Akses mudah ke anak muda juga yang mendorong desainer Lenny Agustin membentuk komunitas Funky Kebaya dan setelah HKN menggelar berbagai desain kebaya dalam acara santai di pelataran MBloc. Dipadukan rok mini atau denim dan diperagakan remaja biasa, kebaya-kebaya ini menarik perhatian hadirin remaja dan pejalan kaki di sekitar Terminal Blok M. Saya jadi teringat Chelliszya Halim, gadis belasan tahun pemenang Ratu Putri Kebaya 2024 yang berpapasan dengan saya di Parade Kebaya CFD, dan betapa sepanjang jalan ia dan sesama finalis belia menuai pujian atas kebaya yang mereka kenakan.

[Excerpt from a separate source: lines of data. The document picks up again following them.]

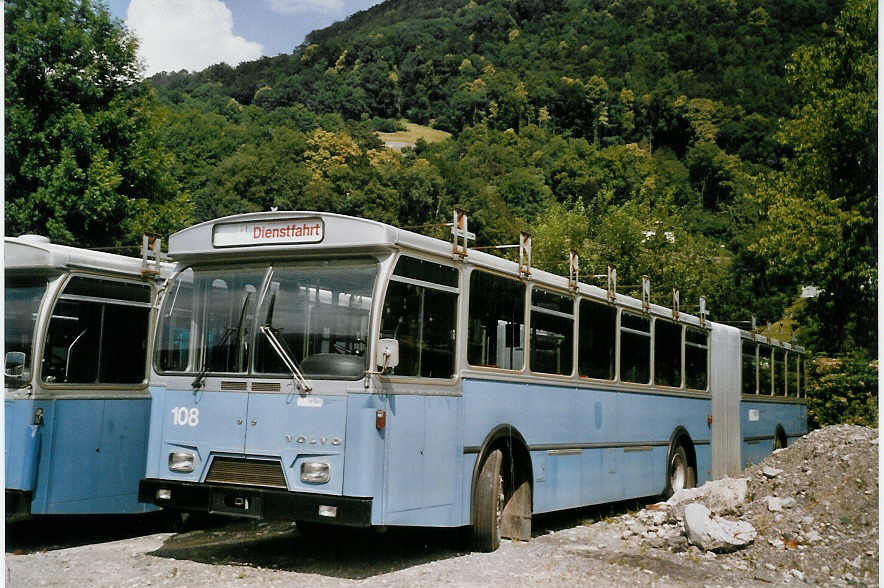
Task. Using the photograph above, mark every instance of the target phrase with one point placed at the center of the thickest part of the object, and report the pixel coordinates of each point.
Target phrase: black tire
(780, 440)
(488, 504)
(679, 472)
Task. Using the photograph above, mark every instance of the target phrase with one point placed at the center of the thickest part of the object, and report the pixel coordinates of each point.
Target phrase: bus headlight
(315, 472)
(181, 462)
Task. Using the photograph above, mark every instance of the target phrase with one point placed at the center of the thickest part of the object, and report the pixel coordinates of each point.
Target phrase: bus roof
(283, 233)
(37, 253)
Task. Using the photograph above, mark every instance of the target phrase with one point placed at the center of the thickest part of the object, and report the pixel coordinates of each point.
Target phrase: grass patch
(412, 133)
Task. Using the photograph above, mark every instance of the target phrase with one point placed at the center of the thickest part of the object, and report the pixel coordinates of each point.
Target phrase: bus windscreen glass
(319, 311)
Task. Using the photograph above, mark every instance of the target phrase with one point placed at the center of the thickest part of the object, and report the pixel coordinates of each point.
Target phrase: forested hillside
(724, 148)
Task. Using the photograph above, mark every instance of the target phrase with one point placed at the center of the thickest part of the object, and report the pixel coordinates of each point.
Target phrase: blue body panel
(568, 416)
(86, 458)
(758, 433)
(253, 425)
(22, 445)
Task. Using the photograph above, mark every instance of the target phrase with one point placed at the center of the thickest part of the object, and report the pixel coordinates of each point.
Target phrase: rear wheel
(488, 504)
(679, 472)
(780, 440)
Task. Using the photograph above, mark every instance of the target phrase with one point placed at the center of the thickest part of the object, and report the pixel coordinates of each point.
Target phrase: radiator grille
(246, 472)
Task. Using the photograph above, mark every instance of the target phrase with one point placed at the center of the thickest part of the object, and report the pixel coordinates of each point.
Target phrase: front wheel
(488, 504)
(679, 473)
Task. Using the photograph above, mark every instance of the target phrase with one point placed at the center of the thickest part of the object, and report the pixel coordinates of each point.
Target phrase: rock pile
(808, 513)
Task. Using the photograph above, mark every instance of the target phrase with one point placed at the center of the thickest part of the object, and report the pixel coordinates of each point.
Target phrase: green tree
(81, 154)
(821, 222)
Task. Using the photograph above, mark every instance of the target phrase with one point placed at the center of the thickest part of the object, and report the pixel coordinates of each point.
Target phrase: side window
(749, 362)
(552, 333)
(496, 334)
(597, 340)
(764, 369)
(667, 354)
(635, 348)
(696, 359)
(98, 333)
(173, 349)
(791, 374)
(420, 311)
(779, 371)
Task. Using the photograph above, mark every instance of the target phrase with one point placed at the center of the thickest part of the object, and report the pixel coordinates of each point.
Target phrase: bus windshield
(22, 300)
(222, 320)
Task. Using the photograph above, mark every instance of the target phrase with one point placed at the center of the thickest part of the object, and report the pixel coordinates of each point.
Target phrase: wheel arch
(781, 437)
(680, 436)
(517, 450)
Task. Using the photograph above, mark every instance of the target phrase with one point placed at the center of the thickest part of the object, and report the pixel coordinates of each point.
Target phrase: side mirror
(387, 354)
(15, 363)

Sama pentingnya dengan akses ke generasi muda adalah pemakaian kebaya dalam keseharian. Saya tak sepakat bahwa kebaya harus ketat, mewah, atau menerawang; saya sendiri punya banyak kebaya berbahan nyaman dan berukuran leluasa. Saya biasa memadukan kebaya dengan bawahan modern, dipakai presentasi kerja atau ke museum negara jiran. Bahkan, pada sebuah tahun sekelompok kami berkebaya setiap berkumpul, walau diledek kawan lain sebagai sosialita. Ledekan ini sebenarnya cermin sedih asosiasi kebaya sebagai busana eksklusif yang perlu alasan untuk tampil. Kalau kebaya hanya dipakai saat wisuda, pernikahan, pelantikan, dan pesta, atau dianggap hanya mainan sosialita, pada saat mbok-mbok pasar di Kebaya Kala Kini wafat kebaya akan kian berjarak dengan rakyat.
Edukasi jenis kebaya dan karakteristiknya, apresiasi penerapan artistiknya. Kebaya harus menyenangkan dan inklusif, jangan digandoli berbagai pesan berat budaya apalagi, amit-amit, nuansa politis. Sixers Berkebaya, alumni SMA 6, adalah salah satu komunitas seimbang yang saya temui—kebaya pakem atau modern, berkain atau bersarung, bersanggul atau berkerudung—dan rajin berkumpul. Bayangkan jika perempuan Indonesia ramai-ramai membongkar lemari dan memakai kebaya lama mereka lagi atau terinspirasi mulai memakai kebaya, HKN akan menjadi keniscayaan keseharian.
Dan, keseharian inilah yang akan membuat kebaya, pun baju kurung dan baju bodo, berumur sepanjang zaman.